Employment of Open Architecture in Embedded GPS / INS Navigation Systems
Michael Litvin and Gurpreet Singh Bawa, Kearfott Corporation
Location: Room 1-3
Date/Time: Wednesday, Jun. 5, 8:55 a.m.
The pace at which threats to Positioning, Navigation, and Timing (PNT) systems are evolving is accelerating, necessitating these systems to likewise embrace enhanced adaptability in order to stay a step ahead of these emerging challenges. ‘Open Architecture’ facilitates flexibility and adaptability in the development and upgrading of GPS/INS systems. Traditionally, embedded navigation systems were built on closed, proprietary architectures, which made it challenging to update or modify them without the involvement of the original equipment manufacturer. With ‘Open Architecture’, however, the systems are designed using standard, well-documented interfaces and modular components. This approach allows for easier integration of new technologies or enhancements from various vendors, ensuring that the GPS/INS systems can be quickly adapted to meet evolving operational requirements or to incorporate advancements in technology.

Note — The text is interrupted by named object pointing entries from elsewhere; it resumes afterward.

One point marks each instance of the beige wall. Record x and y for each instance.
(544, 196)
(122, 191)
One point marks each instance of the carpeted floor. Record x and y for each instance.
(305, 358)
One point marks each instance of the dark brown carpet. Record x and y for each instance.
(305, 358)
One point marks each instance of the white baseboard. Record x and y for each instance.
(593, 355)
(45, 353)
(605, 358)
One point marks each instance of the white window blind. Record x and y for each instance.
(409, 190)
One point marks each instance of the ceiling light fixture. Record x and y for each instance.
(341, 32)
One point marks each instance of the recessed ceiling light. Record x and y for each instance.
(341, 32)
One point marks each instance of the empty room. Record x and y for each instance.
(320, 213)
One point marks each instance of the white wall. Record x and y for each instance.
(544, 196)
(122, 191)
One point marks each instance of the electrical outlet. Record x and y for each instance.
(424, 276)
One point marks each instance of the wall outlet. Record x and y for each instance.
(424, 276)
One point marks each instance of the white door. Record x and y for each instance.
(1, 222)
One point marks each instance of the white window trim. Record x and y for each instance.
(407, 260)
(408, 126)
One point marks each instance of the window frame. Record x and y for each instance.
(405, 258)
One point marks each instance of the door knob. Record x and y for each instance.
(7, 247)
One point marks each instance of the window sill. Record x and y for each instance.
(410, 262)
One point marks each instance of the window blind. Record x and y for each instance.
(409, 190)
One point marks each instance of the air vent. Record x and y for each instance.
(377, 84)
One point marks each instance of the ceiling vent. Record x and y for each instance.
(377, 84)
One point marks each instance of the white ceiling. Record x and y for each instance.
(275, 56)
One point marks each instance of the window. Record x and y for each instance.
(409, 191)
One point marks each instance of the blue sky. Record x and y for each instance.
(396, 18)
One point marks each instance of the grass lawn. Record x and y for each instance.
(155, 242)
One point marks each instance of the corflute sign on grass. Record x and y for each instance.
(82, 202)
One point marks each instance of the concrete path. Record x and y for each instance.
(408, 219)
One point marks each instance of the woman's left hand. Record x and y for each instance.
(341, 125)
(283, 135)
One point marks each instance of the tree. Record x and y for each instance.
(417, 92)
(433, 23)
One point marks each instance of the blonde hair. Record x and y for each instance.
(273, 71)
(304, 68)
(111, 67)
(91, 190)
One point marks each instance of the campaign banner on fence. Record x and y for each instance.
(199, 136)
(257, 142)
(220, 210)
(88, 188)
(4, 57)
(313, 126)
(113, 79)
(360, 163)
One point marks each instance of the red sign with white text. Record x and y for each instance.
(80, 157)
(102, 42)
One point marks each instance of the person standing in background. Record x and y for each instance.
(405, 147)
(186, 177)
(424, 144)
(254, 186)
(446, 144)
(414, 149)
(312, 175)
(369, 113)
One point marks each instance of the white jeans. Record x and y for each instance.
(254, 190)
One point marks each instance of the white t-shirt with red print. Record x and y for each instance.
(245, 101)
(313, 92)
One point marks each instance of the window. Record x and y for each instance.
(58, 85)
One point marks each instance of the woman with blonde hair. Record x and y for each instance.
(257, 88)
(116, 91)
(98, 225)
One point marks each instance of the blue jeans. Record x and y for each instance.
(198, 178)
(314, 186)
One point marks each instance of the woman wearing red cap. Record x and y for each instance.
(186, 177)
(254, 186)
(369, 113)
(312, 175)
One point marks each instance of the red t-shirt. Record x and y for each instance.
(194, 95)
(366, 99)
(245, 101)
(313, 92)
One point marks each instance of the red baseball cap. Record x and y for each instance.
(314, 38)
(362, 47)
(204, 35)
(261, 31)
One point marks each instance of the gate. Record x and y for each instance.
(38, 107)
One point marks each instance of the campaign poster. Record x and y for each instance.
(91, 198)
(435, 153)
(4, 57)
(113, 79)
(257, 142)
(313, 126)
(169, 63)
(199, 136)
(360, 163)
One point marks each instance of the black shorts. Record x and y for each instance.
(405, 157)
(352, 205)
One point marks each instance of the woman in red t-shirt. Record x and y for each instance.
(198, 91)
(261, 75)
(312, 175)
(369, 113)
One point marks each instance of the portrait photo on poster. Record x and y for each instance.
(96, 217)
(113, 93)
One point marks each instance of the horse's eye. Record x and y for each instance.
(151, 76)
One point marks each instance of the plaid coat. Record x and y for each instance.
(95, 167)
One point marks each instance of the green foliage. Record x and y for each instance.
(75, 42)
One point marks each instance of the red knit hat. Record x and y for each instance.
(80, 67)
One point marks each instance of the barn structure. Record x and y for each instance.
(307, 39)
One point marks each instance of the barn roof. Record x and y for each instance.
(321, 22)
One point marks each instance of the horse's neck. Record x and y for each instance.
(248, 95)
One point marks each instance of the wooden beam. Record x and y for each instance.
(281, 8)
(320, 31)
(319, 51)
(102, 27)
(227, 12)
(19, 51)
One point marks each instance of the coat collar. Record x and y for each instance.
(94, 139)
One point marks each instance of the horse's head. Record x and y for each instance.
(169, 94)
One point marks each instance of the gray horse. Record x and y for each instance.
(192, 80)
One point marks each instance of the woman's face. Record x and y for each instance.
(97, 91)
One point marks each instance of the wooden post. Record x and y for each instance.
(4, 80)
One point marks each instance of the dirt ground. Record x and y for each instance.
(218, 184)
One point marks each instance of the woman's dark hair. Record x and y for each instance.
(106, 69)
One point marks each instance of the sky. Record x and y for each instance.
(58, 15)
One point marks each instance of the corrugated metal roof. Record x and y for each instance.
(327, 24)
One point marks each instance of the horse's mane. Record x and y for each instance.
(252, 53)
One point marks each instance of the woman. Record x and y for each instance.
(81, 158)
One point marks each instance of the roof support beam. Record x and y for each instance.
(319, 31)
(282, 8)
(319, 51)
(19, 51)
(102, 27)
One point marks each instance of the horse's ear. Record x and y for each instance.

In the context of defense and aerospace, where PNT systems are extensively used, the ability to seamlessly share and process information across platforms and services is crucial. Kearfott Corporation has taken a leading role introducing open architecture practices to the world of Embedded GPS / INS (EGI) Navigation Systems. We are implementing the Department of Defense’s Modular Open Systems Approach (MOSA), an ecosystem of open practices and standards for major acquisition projects, and the open avionics standards published by the Future Airborne Capability Environment (FACE) Consortium in our flagship navigation system as part of our participation in the Resilient Embedded GPS / INS (R-EGI) project. This is expected to include both familiar navigation data sources such as inertial measurement units and GNSS receivers, but also many include additional and novel data sources developed in the future.
While the modularity of the hardware via open interfaces – in Kearfott’s case, the 3U VPX form factor and interface standard - is important, implementation of software open standards is also key: Proper use of open standards will permit software modules to be added or replaced within the real-time operating system environment of Kearfott’s navigation software. Only certification of the new software module will be required, as opposed to recertification of the entire system. Examples of software modules used in this way might include data processing modules associated with novel navigation data sources, novel navigation algorithms, or improved anti-spoofing techniques or sources. This permits our system to robustly both adopt new subcomponents and be incorporated into new platforms with a minimum of cost and time from all parties.